Nigel Farage faces standards probe over $6.7m donation from Tether billionaire Christopher Harborne

UK reform leader Nigel Farage received around £5 million (around $6.7 million) from crypto billionaire Christopher Harborne before announcing his candidacy for the Clacton seat in 2024, The Guardian reported on Wednesday.

The Conservatives referred him to the Parliamentary Standards Commissioner, while Labor also accused him of breaching House of Commons rules.

Farage confirmed the gift in an interview with the Daily Telegraph, saying it was meant to keep him “safe and secure for the rest of my life” after a milkshake was thrown at him in 2019 and a firebomb attack on his home last year.

Harborne, a Thailand-based businessman with a 12% stake in stablecoin issuer Tether, made the payment in 2024. Farage announced his candidacy for Clacton in early June last year and won the seat in July.

A Reform UK spokesperson called the payment an “unconditional personal gift” given before Farage was elected and said his decision to stand as an MP was “unrelated”.

The spokesperson, the report adds, said: “We are sure that everything has been declared in accordance with the regulations.”

The House of Commons code of conduct requires new MPs to record benefits received in the 12 months before their election, and says any benefits must be recorded if in doubt. The reform says that the gift falls within the exemption for purely personal gifts.

The Conservative Party, the country’s main opposition party, wrote to Parliamentary Standards Commissioner Daniel Greenberg, asking him to examine whether any of the funds were used to support political activities rather than security. Labor chair Anna Turley said Farage “appears to have broken the rules again”.

UK Crypto Donations

Harborne gave Reform £9 million, then worth around $12 million, late last year in the largest donation to a UK political party by a recorded living person.

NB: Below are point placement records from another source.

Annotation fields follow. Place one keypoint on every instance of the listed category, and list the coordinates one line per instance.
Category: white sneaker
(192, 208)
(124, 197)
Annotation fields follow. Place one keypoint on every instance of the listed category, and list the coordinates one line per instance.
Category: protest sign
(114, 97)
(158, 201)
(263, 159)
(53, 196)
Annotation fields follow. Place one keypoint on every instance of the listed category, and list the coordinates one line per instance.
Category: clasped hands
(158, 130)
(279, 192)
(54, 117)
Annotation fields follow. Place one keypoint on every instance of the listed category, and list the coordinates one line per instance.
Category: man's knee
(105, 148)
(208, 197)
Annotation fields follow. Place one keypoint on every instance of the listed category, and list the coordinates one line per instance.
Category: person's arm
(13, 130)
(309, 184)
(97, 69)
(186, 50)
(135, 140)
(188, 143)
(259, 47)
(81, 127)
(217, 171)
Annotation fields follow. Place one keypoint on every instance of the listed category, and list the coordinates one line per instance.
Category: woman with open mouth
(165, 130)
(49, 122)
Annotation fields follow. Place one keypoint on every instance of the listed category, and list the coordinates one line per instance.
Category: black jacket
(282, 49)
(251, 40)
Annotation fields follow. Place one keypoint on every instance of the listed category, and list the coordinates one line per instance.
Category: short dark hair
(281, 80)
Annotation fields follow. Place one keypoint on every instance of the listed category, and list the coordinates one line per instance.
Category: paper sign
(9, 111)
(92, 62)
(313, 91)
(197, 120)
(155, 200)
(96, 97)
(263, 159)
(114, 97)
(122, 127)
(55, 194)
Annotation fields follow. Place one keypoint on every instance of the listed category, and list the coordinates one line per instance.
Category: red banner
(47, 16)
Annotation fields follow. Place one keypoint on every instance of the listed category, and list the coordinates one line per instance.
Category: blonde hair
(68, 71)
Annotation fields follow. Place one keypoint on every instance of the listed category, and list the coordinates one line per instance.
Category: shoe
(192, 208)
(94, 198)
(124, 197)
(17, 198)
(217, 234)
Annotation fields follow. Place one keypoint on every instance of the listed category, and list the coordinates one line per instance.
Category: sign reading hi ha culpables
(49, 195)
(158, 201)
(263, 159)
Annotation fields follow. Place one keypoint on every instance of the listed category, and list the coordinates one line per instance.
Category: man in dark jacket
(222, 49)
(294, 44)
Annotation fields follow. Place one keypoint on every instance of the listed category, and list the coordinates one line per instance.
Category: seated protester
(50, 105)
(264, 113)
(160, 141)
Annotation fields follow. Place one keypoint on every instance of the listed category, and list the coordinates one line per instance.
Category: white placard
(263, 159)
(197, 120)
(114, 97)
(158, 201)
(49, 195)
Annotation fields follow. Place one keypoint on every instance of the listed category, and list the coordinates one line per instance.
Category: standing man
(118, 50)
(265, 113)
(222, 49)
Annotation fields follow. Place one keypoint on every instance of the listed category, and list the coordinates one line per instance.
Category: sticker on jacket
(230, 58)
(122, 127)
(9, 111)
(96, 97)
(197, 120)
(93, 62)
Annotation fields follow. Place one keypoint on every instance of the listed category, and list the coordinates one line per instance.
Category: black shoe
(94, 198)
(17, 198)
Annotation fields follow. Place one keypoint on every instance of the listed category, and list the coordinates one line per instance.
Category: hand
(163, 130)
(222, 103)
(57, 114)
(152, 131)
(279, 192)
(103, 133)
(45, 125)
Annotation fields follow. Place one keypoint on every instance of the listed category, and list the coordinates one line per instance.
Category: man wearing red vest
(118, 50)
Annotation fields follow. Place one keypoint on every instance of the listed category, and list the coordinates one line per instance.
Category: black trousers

Earlier this month, BitMEX co-founder Ben Delo said in an op-ed that he had donated £4 million ($5.1 million) to Reform since the beginning of the year.

The UK government imposed an immediate moratorium on cryptocurrency donations to political parties in March, citing the Rycroft review’s warning that digital assets could be used to funnel foreign money into UK politics.

The ban covers donations of any size and will be included in the People’s Representation Bill, with criminal penalties for non-compliance.

That same month, Farage invested £215,000 ($286,000) in Stack BTC, a London-listed bitcoin treasury company chaired by former chancellor Kwasi Kwarteng, taking a 6.31% stake through his Thorn In The Side investment vehicle.